Maine Water’s drinking water treatment plant earns Envision Silver Award
The Institute for Sustainable Infrastructure (ISI) has awarded Maine Water Company’s Saco River Drinking Water Resource Center the Envision Silver Award for sustainable infrastructure.
The center treats and filters water from the Saco River in Biddeford, Maine, so that 40,000 people in the communities of Biddeford, Saco, Old Orchard Beach and Pine Point have a reliable supply of high-quality drinking water that meets all state and federal drinking water standards.
The award is named after ISI’s planning and design framework, Envision. Envision provides a consensus-based framework for assessing sustainability, resiliency, and equity in civil infrastructure. The framework provides a system of criteria and performance objectives to aid project designers and decision makers in identifying approaches during planning, design, and construction. Envision verification ensures that projects live up to their claims, and project awards are based on the criteria outlined in the framework.
“The new Saco River Drinking Water Resource Center is a key infrastructure asset for the Biddeford-Saco community,” said Melissa Peneycad, ISI’s managing director. “Maine Water and its project partners deserve to be commended for their conscious design efforts to respond to near- and long-term community needs while rehabilitating environmental functions and the reliance of the facility as the primary drinking water facility for the Biddeford-Saco region. This Envision Silver Award is testament to Maine Water’s leadership and commitment to sustainability.”
“On behalf of Maine Water employees and the company, we are pleased to be the first project in New England to receive a Silver Level Award from ISI,” said Mark Vannoy, Maine Water’s president. “When it became clear that our 1884 drinking water plant needed to be replaced, we were intentional about demonstrating our long-held commitment to the environment and sustainability. The Saco River Drinking Water Resource Center will be a source of high-quality drinking water for decades and generations to come and will be so responsibly. We thank our partners Hazen and Sawyer and MWH Constructors, which shared our passion and commitment to the project and its sustainability.”
The center has the capacity to produce up to 12 million gallons of treated and filtered drinking water per day, which is enough to support the economic development goals of the community and provide a robust flow of water to fire hydrants to support fire protection.

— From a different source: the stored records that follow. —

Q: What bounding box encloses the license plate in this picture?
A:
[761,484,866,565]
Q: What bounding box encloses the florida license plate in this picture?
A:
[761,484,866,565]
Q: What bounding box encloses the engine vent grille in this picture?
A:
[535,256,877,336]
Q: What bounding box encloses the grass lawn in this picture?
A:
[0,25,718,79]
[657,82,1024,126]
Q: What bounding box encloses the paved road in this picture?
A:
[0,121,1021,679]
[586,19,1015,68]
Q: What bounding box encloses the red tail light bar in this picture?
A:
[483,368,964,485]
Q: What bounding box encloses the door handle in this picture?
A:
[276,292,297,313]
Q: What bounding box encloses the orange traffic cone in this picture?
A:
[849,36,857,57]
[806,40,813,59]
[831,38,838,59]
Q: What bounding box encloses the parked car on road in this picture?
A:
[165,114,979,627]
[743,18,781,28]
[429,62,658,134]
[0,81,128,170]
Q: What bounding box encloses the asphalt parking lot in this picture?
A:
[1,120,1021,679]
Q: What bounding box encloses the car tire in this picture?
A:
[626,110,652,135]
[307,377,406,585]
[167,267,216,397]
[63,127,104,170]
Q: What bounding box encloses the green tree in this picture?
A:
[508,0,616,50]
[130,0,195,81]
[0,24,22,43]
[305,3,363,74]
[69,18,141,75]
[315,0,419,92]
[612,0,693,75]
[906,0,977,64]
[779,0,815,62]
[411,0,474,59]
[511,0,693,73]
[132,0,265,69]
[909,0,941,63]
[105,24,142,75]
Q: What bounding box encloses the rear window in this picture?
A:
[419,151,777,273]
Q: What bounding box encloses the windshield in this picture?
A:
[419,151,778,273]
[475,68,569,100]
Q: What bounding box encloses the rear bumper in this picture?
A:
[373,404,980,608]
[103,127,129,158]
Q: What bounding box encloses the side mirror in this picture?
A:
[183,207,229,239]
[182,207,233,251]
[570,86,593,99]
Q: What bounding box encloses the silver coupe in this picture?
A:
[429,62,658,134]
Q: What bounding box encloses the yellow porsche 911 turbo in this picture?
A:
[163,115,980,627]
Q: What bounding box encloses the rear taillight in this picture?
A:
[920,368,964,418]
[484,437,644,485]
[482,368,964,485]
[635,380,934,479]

Several features of the Saco River Drinking Water Resource Center (SRDWRC) project were reviewed and verified by ISI, including those detailed below:
Leadership in sustainability
Demonstrated leadership in and a strong commitment to sustainability are required to manage the challenge of changing design norms to contribute to long-term conditions of sustainability. All project partners — Maine Water, Hazen and Sawyer, and MWH — embrace sustainability as a core value. They collaborated with each other, and successfully engaged the community and other stakeholders, to ensure the most sustainable outcomes for the new SRDWRC would be realized over the life of the project.
Use of renewable energy
The energy demands for the SRDWRC will be met by renewable power. In addition, a 1.1 MW photovoltaic array will be built just southwest of the facility’s site boundary to lessen the reliance on purchased energy and instead meet demands through on-site generation.
Protecting surface and groundwater sources
To counterbalance the addition of impervious surfaces within the project boundary for the new facility, the project incorporates several stormwater management and revegetation practices, including the addition of storm berm level spreaders, buffers and an underdrained soil filter. Revegetation of 4,514 square feet of an existing parking lot will also improve infiltration of the property and allow water to filter through the soil before reaching the Saco River.
Wetland restoration
A 2015 site survey of the SRDWRC revealed the site contains wetland areas. Although this project will only impact 1.88 acres of the site, Maine Water is preserving 257 acres of high-ecological-value land as part of the project. It includes a red maple swamp and the entire stream frontage along Swan Pond Brook, which is an important wild brook trout habitat. This substantial preservation area more than offsets the 1.88 acres of wetland impact.
Preparing for long-term adaptability
Flooding is the main climate-related risk to the SRDWRC, and this project is being designed and built with long-term adaptation in mind. For example, all critical equipment within the facility will be above the Design Floodplain Elevation, which is 64 feet, or will be fully submersible. The new facility is also being built outside the FEMA 100-year and 500-year flood elevations. All structural components will be watertight, preventing floodwaters from entering the building via overland flow or infiltration, and the raw water intake pipe will be placed at the lowest possible point to handle fluctuating Saco River water levels.